Das Benetzen des Auges ist dabei nur ein Weg, den Alkohol in den Körper zu bringen, ein anderer ist das Einführen eines in Schnaps getränkten Tampons in die Vagina oder in den After. Oder das Inhalieren eines Gemischs aus Tequila und Sauerstoff durch ein Glasröhrchen: Der sogenannte Oxy-Shot wurde auf Mallorca entdeckt – und wirkt so beunruhigend, dass ihn die spanischen Behörden verboten haben.
Kommen nach dem Rauschtrinken diese in Grossbritannien und Spanien beobachteten extremen Arten des Alkoholkonsums jetzt auch in die Schweiz? Dies jedenfalls befürchtet die Eidgenössische Alkoholverwaltung, die dem Eyeballing einen Artikel in ihrer jüngst erschienenen Zeitschrift widmet.
Moderne Sage oder gefährliches Spiel?
Unter Experten leugnet man das Phänomen nicht, bleibt aber vorsichtig. «Ich glaube nicht, dass es sich um eine moderne Sage handelt, aber es gibt auf europäischer Ebene so gut wie keine zuverlässigen Daten zu diesen Methoden», sagt Michel Graf, Direktor von Sucht Schweiz. Er hält Eyeballing nicht für ein neues dauerhaftes Phänomen wie das vor ein paar Jahren aufgetauchte Binge Drinking (Rauschtrinken).
«Es handelt sich hier um so extreme Verhaltensweisen, dass sie mir nicht wirklich attraktiv scheinen», sagt Graf. «Ich sehe darin eher eine Art Spiel – wenn auch ein ziemlich schwer nachvollziehbares.» Der Sucht-Experte pocht aber auf die reelle Gefahr solcher Praktiken: Alkohol, der direkt mit den Schleimhäuten in Kontakt kommt, gelangt sofort in den Blutkreislauf. Der Rausch erfolgt dadurch viel plötzlicher – und kann gefährlich sein.
Tiefe Kosten und hoher Gruppendruck
Als Präventionsverantwortliche beim Blauen Kreuz meint auch Lisa Bourgeois, es handle sich vorläufig um eine sehr marginale Methode, sie kenne keinen konkreten Fall. Für das neue Phänomen sprechen laut der Spezialistin zwei Hypothesen: die Lust, sich so schnell und billig wie möglich zu berauschen, und die Herausforderung.

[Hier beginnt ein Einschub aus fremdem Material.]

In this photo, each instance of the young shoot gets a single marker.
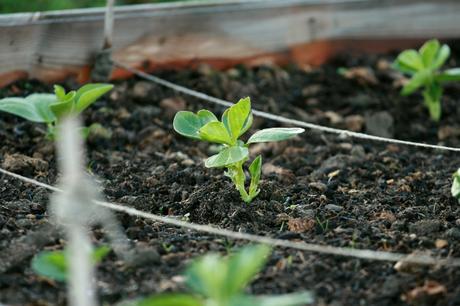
(455, 189)
(221, 281)
(235, 121)
(51, 108)
(424, 67)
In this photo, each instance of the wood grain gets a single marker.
(55, 45)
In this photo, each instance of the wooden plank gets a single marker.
(54, 45)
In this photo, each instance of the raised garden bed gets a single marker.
(317, 188)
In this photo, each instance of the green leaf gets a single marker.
(100, 253)
(59, 91)
(64, 107)
(449, 75)
(51, 264)
(247, 123)
(243, 267)
(227, 156)
(409, 61)
(215, 131)
(238, 117)
(429, 51)
(441, 57)
(188, 124)
(292, 299)
(170, 300)
(33, 108)
(274, 134)
(206, 276)
(255, 169)
(88, 94)
(455, 189)
(419, 79)
(243, 300)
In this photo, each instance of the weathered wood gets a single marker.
(54, 45)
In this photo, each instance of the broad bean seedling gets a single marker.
(235, 121)
(424, 68)
(220, 281)
(51, 108)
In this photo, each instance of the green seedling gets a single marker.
(221, 281)
(424, 67)
(235, 121)
(455, 189)
(51, 108)
(53, 264)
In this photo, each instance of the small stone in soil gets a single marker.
(380, 124)
(22, 163)
(425, 227)
(333, 207)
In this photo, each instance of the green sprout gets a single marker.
(236, 120)
(51, 108)
(455, 189)
(221, 281)
(424, 68)
(53, 264)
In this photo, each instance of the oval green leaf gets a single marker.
(449, 75)
(418, 80)
(290, 299)
(409, 61)
(51, 264)
(441, 57)
(33, 108)
(238, 117)
(227, 157)
(255, 169)
(215, 131)
(188, 124)
(455, 189)
(274, 134)
(64, 107)
(88, 94)
(170, 300)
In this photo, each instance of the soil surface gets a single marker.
(317, 188)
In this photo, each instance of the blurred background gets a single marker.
(18, 6)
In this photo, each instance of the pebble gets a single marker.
(354, 123)
(425, 227)
(318, 185)
(22, 163)
(333, 207)
(380, 124)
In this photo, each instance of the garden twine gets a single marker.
(278, 118)
(419, 259)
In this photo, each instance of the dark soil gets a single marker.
(318, 188)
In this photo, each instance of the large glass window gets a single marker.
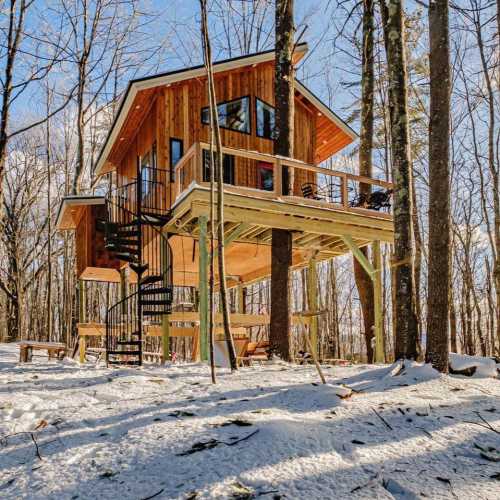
(228, 165)
(176, 153)
(265, 176)
(265, 119)
(234, 115)
(146, 163)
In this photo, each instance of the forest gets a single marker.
(66, 64)
(152, 152)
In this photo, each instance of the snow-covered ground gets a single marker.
(71, 432)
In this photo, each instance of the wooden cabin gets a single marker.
(160, 136)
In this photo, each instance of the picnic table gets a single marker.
(55, 350)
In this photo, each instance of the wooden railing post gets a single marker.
(278, 177)
(82, 346)
(198, 164)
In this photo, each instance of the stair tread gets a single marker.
(127, 362)
(152, 278)
(124, 353)
(156, 291)
(149, 302)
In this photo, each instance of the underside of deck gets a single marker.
(319, 231)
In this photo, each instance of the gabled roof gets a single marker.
(150, 82)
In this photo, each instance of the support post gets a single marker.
(82, 346)
(81, 319)
(312, 297)
(165, 337)
(165, 321)
(241, 299)
(203, 287)
(377, 302)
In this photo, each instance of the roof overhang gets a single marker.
(104, 166)
(323, 108)
(71, 209)
(169, 78)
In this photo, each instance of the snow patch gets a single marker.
(484, 367)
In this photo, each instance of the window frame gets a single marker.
(243, 97)
(172, 166)
(260, 136)
(232, 167)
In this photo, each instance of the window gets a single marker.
(148, 171)
(228, 165)
(265, 176)
(265, 119)
(233, 115)
(176, 153)
(146, 162)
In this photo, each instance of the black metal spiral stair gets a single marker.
(136, 213)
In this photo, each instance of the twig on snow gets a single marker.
(36, 446)
(383, 419)
(153, 495)
(488, 425)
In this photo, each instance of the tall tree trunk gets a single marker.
(281, 246)
(404, 314)
(363, 281)
(437, 348)
(220, 190)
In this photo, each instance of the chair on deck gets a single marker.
(374, 201)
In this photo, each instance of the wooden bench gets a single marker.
(55, 350)
(255, 351)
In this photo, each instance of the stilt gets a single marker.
(312, 297)
(281, 261)
(377, 301)
(81, 319)
(203, 287)
(375, 272)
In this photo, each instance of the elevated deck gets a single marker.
(321, 228)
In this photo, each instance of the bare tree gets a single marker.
(214, 121)
(439, 188)
(404, 314)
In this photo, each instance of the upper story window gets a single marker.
(233, 115)
(176, 152)
(265, 119)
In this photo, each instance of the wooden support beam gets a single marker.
(81, 319)
(82, 347)
(234, 235)
(377, 302)
(365, 263)
(203, 287)
(312, 297)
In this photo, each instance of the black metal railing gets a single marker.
(137, 211)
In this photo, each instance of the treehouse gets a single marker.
(152, 227)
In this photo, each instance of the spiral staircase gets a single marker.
(136, 213)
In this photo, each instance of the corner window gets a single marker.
(233, 115)
(176, 153)
(265, 119)
(265, 176)
(227, 163)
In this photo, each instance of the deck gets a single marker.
(321, 228)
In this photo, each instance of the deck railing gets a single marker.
(312, 184)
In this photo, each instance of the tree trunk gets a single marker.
(363, 281)
(281, 250)
(437, 348)
(220, 190)
(404, 314)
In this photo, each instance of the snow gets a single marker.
(485, 367)
(270, 431)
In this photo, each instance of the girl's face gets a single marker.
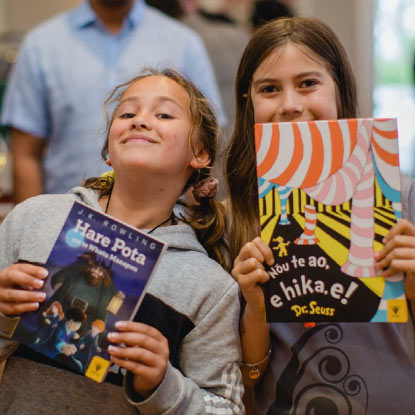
(151, 129)
(289, 85)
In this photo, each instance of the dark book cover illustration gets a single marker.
(98, 272)
(329, 192)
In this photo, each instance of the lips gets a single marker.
(138, 138)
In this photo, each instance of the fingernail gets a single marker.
(39, 283)
(44, 272)
(121, 324)
(40, 296)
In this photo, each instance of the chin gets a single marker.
(114, 3)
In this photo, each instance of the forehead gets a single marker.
(158, 86)
(290, 57)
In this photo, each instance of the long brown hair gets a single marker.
(208, 218)
(240, 169)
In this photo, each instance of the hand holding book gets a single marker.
(145, 354)
(18, 285)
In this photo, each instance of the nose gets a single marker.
(291, 103)
(141, 121)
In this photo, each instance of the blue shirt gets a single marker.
(69, 65)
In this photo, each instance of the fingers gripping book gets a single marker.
(329, 192)
(98, 272)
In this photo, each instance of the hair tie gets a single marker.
(206, 188)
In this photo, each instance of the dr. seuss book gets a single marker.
(98, 271)
(329, 192)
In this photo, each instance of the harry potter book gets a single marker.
(329, 192)
(98, 272)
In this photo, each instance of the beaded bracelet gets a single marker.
(254, 372)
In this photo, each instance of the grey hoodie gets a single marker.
(191, 300)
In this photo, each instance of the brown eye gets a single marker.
(269, 89)
(308, 83)
(127, 115)
(164, 116)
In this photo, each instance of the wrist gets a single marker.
(255, 370)
(255, 314)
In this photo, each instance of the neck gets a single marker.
(143, 206)
(111, 13)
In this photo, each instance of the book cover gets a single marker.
(98, 268)
(329, 192)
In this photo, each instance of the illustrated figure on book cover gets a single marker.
(86, 284)
(333, 189)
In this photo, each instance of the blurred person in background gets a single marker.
(67, 66)
(266, 10)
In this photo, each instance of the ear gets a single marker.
(200, 160)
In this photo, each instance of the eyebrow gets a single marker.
(160, 99)
(299, 76)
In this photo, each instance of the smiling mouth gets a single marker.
(138, 139)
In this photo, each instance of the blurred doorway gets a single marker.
(394, 91)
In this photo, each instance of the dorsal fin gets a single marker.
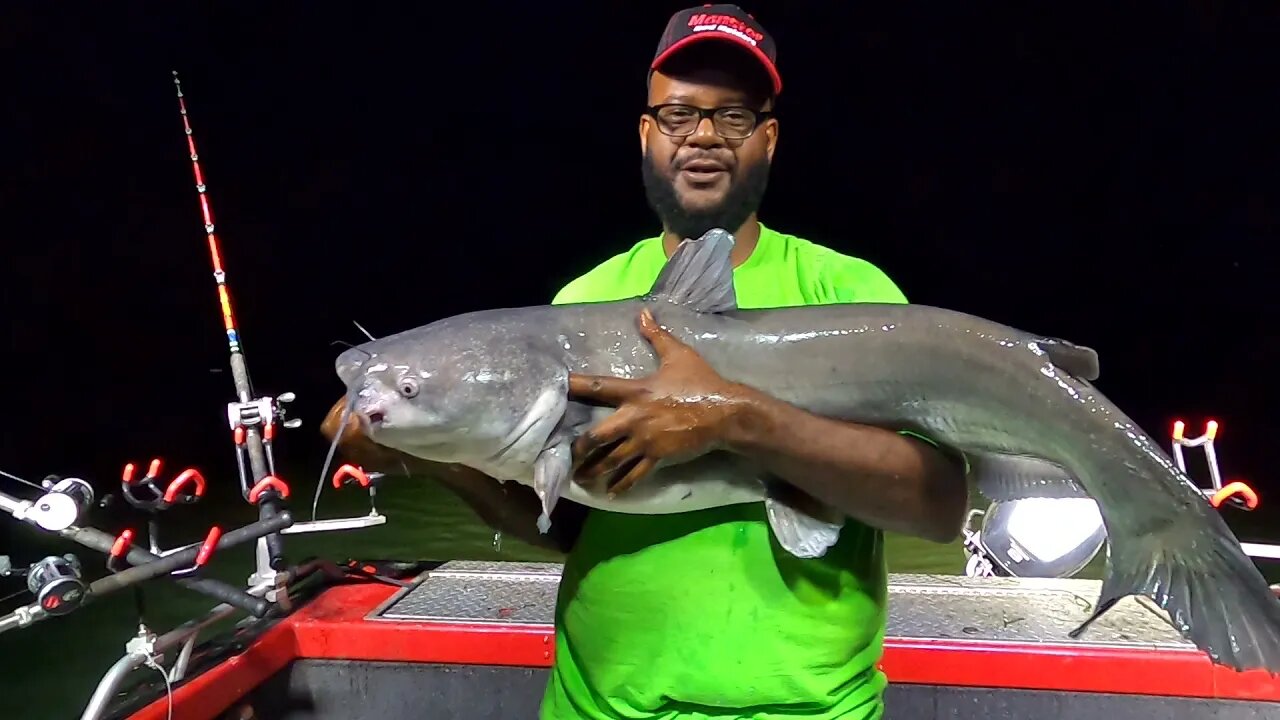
(1077, 359)
(699, 274)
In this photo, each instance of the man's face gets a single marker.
(702, 181)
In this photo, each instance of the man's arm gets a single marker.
(883, 478)
(511, 509)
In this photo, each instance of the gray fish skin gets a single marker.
(489, 390)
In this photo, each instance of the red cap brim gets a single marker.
(723, 37)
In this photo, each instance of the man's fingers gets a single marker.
(606, 432)
(622, 455)
(602, 388)
(643, 468)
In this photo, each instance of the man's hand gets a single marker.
(681, 411)
(685, 409)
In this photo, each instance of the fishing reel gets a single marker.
(62, 506)
(56, 582)
(1034, 537)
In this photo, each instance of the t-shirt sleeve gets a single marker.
(858, 281)
(592, 286)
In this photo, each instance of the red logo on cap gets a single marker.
(703, 22)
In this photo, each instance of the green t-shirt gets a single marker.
(702, 615)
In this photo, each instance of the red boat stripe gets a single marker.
(334, 627)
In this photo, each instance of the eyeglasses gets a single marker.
(730, 123)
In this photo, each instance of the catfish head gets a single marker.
(471, 390)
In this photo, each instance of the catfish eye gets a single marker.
(408, 387)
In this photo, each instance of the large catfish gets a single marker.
(489, 390)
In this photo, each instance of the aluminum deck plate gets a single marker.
(945, 607)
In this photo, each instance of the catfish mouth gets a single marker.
(371, 422)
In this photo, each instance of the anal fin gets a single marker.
(1002, 478)
(803, 525)
(551, 472)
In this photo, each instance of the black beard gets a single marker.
(743, 199)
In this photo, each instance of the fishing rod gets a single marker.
(252, 419)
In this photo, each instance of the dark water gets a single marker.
(50, 669)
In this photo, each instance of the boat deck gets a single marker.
(475, 641)
(920, 607)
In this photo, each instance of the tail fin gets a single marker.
(1212, 592)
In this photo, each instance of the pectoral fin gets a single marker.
(803, 525)
(551, 473)
(1015, 477)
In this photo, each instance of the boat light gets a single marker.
(1042, 537)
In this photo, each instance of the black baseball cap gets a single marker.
(723, 23)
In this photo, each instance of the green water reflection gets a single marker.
(50, 670)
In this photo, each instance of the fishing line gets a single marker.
(369, 335)
(10, 475)
(168, 686)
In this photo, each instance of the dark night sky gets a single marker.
(1102, 174)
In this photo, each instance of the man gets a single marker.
(702, 614)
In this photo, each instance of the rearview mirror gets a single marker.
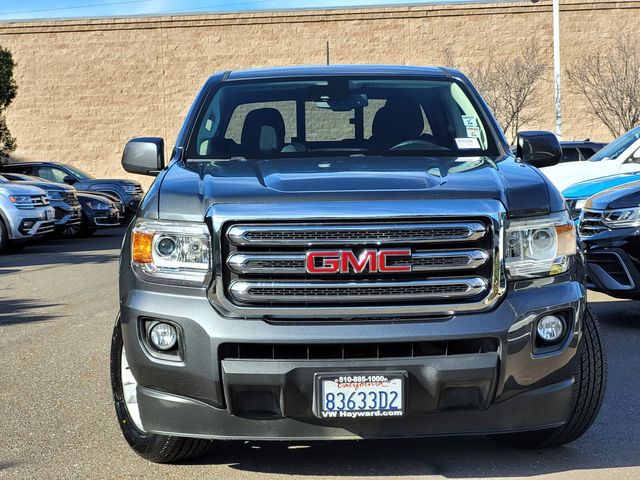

«Der Gruppendruck ist sicher sehr stark bei dieser Konsumart», sagt Bourgeois. «Es ist wie ein Spiel: Getraust du dich? Hast dus schon ausprobiert? Auch wenn es selten vorkommt, bin ich der Meinung, man müsse darüber sprechen. Man macht sich viele falsche Vorstellungen über die Auswirkungen von Alkohol, vor allem bei Jugendlichen.» Die Fachfrau rät zu einem Dialog, der informiert und nicht moralisiert.
Situation bleibt «besorgniserregend»
Denn an der Alkoholfront verbessert sich die Situation nicht: Zwischen 2006 und 2010 nahm zwar der übermässige Konsum bei unter 15-Jährigen nicht zu, pendelte sich aber auf einem hohen Niveau ein. «Es ist nach wie vor besorgniserregend», sagt Michel Graf.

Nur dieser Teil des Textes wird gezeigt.